Corn prices may decline as farmers around the world increase acres to meet import demand after the worst U.S. drought in half a century cut supply from the largest grower, the U.S. Grains Council said.
“It will take one year, but it could decline from here if they see Brazil having a big crop this winter and in Argentina if they have good weather,” Julius Schaaf, an Iowa-based vice-chairman of the council, said in an interview. “Then you’ll see the market slowly descend into next fall.”
Futures surged to a record $8.49 a bushel on Aug. 10 as the drought scorched crops in a nation that produced about 36 percent of the world harvest in 2011-2012. Rising prices pushed up global food costs tracked by the United Nations in July by the most since November 2009.
The rally is already rationing demand. Export sales for delivery in the marketing year beginning Sept. 1 have slumped to 7.85 million metric tons as of Aug. 16, from 8.73 million tons a year earlier, U.S. Department Agriculture data show.

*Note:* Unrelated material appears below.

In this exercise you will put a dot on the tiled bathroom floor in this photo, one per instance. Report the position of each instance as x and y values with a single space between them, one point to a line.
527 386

“I think people are backing away and waiting to see what this market is going to do,” said Schaaf, a fifth-generation farmer who has been growing corn and soybeans in Iowa, the top U.S. grower, for the past 35 years. “In every marketing year, there’s an opportunity to buy corn at a very reasonable price.”
About 22 percent of the U.S. corn crop was rated good-to-excellent as of Aug. 26, down from 23 percent a week earlier, and still in the worst shape since 1988, according to USDA data.
“I don’t know what other bad news you have to pile on corn to drive the price up,” Schaaf, 59, said in Phuket yesterday. “How much worse can it get.”
The Washington-based council, formed in 1960, develops export markets for U.S. corn, barley and sorghum and related products, according to its website.